Quanto vale um abraço de Lula?

Todos os domingos, o bolsonarismo, ao jeito de Odorico Paraguaçu, o prefeito de Sucupira criado por Dias Gomes, organiza uma "manifestação espontânea" na Praça dos Três Poderes para celebrar o seu chefe e, a julgar pela aglomeração de desmascarados, também o Covid-19.

Citando Sérgio Moro são "tão loucos mas tão poucos" que já quase dá para identificar um a um os manifestantes - a senhora de óculos e de cachecol verde e amarelo, o senhor histérico com calças da tropa, o grupo que carrega faixas contra o Supremo Tribunal Federal ou a galera do cartaz a pedir intervenção militar.

A única cara nova na última manifestação foi a do cavalo que a páginas tantas, meio constrangido, teve de carregar Bolsonaro no lombo.

Mas, hoje em dia, já não há muito mais a escrever sobre o regime do capitão Jair, dos filhos 01, 02 e 03 e dos outros zeros à esquerda que o apoiam: qualquer texto sobre o governo soará mais a autópsia do que a crónica.

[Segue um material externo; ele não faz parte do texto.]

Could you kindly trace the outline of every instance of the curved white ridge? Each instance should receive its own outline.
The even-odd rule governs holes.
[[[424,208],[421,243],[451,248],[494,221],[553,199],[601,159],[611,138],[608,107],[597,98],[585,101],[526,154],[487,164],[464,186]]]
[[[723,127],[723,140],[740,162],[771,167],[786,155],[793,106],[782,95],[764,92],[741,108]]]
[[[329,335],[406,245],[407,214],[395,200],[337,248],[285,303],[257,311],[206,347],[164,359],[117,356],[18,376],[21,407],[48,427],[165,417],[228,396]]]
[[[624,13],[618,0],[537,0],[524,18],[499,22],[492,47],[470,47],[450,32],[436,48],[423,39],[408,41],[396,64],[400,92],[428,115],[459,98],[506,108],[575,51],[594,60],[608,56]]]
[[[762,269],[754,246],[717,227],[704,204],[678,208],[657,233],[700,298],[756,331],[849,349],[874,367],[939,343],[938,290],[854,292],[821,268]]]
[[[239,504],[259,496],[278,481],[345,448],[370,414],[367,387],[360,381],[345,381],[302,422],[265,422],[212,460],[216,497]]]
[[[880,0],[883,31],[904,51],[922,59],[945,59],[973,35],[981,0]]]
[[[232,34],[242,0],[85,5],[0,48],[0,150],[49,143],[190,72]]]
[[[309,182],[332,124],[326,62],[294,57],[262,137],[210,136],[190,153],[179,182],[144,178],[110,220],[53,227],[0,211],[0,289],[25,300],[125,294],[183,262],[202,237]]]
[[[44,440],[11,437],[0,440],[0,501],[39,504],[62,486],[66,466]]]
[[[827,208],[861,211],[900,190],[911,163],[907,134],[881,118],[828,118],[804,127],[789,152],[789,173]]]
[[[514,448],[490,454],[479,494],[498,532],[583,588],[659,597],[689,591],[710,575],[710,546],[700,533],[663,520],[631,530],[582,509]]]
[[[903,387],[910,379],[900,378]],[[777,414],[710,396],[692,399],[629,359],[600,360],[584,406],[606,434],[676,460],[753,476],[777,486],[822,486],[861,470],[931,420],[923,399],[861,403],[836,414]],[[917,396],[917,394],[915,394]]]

O foco no Brasil de hoje é no amanhã.

Com a justiça a mexer-se - há 36 pedidos de impeachment na Câmara dos Deputados, as denúncias de Moro e o disparo em massa de fake news na campanha seguem os seus trâmites, respetivamente, na polícia federal e no Tribunal Superior Eleitoral - e a economia parada - no primeiro trimestre, que incluiu apenas uma semana e meia de quarentena, o PIB já contraía 1,5% - os protagonistas do pós-bolsonarismo sentiram que só faltava reunirem-se num movimento, nas redes e nas ruas, para fechar o caixão do governo.

Só que não surgiu um movimento. Surgiram muitos. E muito diferentes.

Com milhares de signatários dos mais variados credos políticos, entre os quais o apresentador liberal Luciano Huck, o governador comunista do Maranhão Flávio Dino, o ex-candidato presidencial Fernando Haddad ou ex-ministro da saúde até abril passado Luiz Henrique Mandetta, todos com pretensões eleitorais.

A ideia é recriar o clima abrangente do "Diretas Já", o movimento que acelerou o fim da ditadura militar e o regresso a democracia nos anos 80.

Para se ter uma ideia de como o presidente uniu o país contra si, até o pornográfico deputado federal Alexandre Frota, outrora um "soldado de Bolsonaro", segundo as suas próprias palavras, se disse nesta semana disposto a "ir para a guerra" com Lula da Silva.

Resta saber com quem Lula quer ir à guerra. "Quem está ao nosso lado na trincheira importa mais do que a própria guerra", é uma frase atribuída a Hemingway.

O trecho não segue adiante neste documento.